Nonetheless, it feels absolutely necessary to cover these films on the blog as they're films I cannot believe didn't have a pronounced influence on some of the directors whose back catalogue would get on the Abstract List. Dario Agrneto is one - contrary to popular belief of viewing him as the Italian Alfred Hitchcock, Argento is far more influenced by Fritz Lang, and the kind of bizarre psychodrama here, including the whole subplot of the murder rooms, would fit the entire Italian genre of giallo mysteries to a tee. Cementing this is knowing Joan Bennett, three decades later, would translate from Hollywood to Argento's Suspiria (1977), having experience the psychological weirdness of Michael Redgrave's mansion to becoming the head principal of a sinister ballet school in Germany, in some semblance of connective tissue.

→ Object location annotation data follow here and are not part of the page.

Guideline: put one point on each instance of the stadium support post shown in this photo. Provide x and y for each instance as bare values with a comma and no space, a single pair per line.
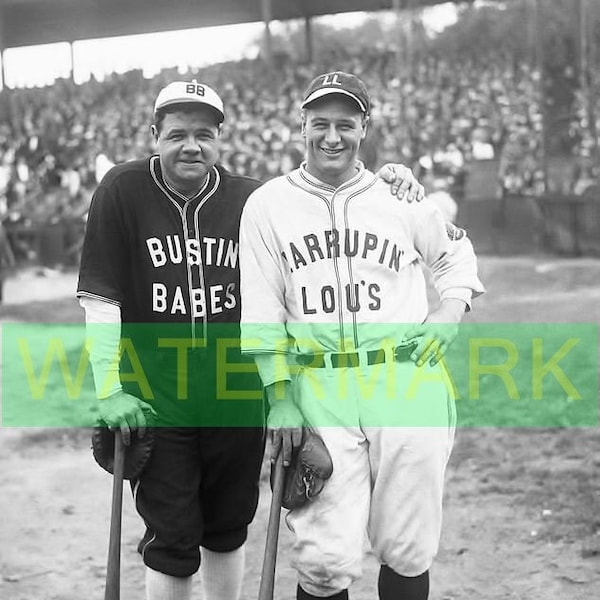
267,12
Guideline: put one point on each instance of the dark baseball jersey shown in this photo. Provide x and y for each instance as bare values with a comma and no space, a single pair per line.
165,259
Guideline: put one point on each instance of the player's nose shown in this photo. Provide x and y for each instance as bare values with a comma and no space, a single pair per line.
332,137
191,144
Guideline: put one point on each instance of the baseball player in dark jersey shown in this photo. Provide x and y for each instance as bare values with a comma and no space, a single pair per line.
159,269
335,312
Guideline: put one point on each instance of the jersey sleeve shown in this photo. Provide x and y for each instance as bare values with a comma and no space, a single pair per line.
448,252
104,268
261,285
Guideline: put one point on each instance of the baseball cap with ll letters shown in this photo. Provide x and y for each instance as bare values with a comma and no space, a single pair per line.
338,82
189,92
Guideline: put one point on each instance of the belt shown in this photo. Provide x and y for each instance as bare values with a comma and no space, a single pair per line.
353,359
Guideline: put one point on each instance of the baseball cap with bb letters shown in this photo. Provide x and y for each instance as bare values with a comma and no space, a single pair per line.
189,92
338,82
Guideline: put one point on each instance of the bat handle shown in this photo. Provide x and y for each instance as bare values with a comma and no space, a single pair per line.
267,579
112,590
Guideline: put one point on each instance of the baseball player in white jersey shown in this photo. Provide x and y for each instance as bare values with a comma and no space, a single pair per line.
333,289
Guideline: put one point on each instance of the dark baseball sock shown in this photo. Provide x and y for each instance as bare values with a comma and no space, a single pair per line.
302,595
393,586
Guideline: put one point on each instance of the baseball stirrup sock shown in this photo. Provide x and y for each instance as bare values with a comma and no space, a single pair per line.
393,586
302,595
160,586
222,574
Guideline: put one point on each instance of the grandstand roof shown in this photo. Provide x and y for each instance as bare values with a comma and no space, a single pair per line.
28,22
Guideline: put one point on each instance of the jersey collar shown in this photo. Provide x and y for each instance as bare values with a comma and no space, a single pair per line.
303,178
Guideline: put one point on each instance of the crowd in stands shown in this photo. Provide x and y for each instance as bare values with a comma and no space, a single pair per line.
442,114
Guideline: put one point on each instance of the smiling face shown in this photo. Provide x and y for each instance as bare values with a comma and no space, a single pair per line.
333,127
187,141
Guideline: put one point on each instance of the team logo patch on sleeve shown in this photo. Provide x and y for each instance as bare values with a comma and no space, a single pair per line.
454,233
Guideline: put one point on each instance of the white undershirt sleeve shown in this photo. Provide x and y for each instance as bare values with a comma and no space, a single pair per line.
272,368
103,337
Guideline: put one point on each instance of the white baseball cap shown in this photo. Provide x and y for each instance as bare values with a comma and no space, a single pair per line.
189,92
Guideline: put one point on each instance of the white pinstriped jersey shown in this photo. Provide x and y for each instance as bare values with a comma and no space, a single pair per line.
324,265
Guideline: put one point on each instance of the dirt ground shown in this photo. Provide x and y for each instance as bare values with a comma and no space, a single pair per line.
522,506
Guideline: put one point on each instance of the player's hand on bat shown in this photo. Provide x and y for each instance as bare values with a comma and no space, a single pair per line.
125,412
437,333
403,184
284,423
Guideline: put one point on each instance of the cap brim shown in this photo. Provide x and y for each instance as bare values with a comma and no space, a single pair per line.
188,101
326,91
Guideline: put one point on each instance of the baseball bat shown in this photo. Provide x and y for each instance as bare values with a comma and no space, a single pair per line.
267,578
112,591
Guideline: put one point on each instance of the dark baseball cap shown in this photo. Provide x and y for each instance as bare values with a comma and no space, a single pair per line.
338,82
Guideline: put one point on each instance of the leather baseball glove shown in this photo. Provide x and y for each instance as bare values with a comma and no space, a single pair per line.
309,469
136,454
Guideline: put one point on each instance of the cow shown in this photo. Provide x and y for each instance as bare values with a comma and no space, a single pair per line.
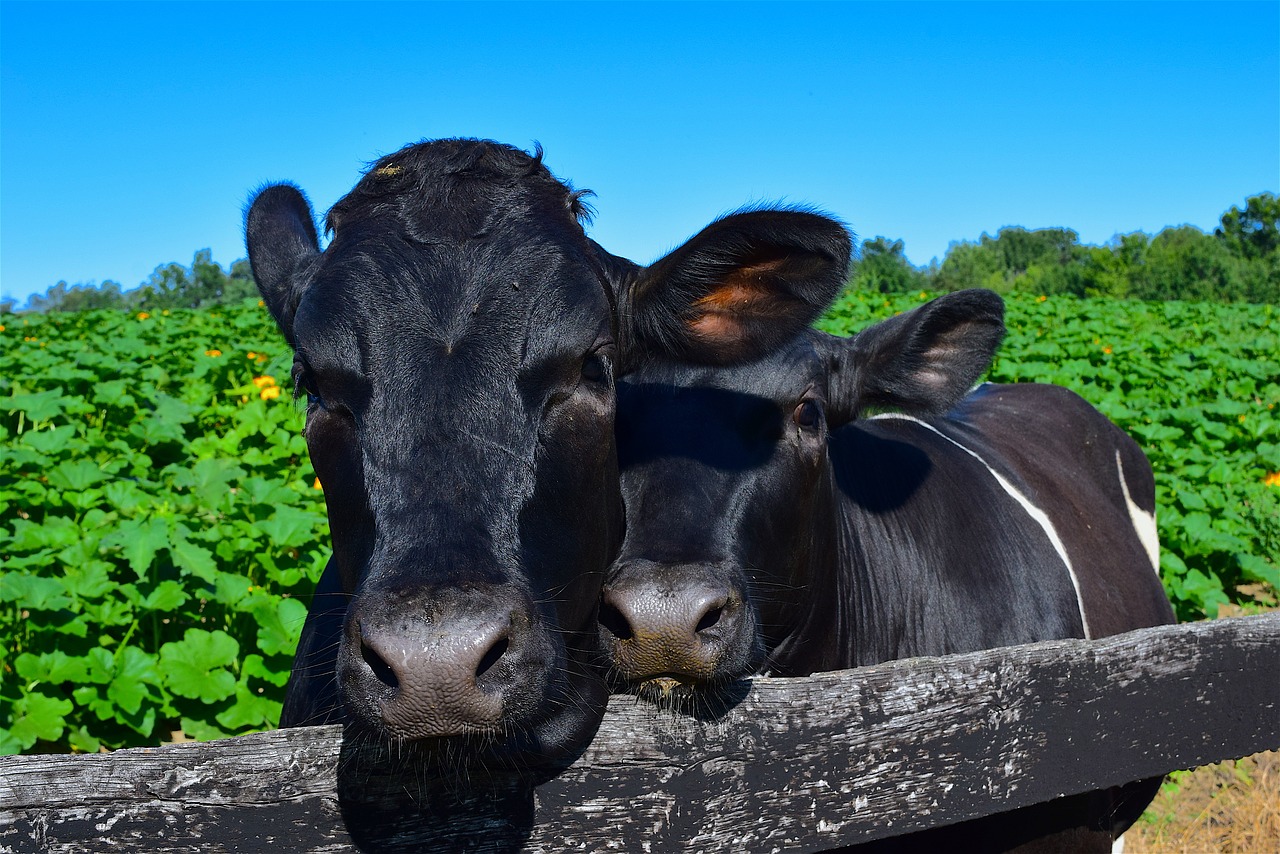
457,343
845,502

Then there's Guy Maddin, the one man film depository who must've been fed on this sort of psycho-melodrama alongside his obsession with silent cinema. Whilst this film wouldn't qualify for the list, to tip my hat to its likely influence is vital.

From https://i.ytimg.com/vi/6_Q14j8rC3E/maxresdefault.jpg

Person Opinion:
A fascinating gem in Fritz Lang's filmography somewhat marred by a pointless ending, tied up in too clean a bow and deserving the murkier quality of the story. Still utterly rewarding and gorgeous to look at, but with some concessions to deal with in terms of the full result.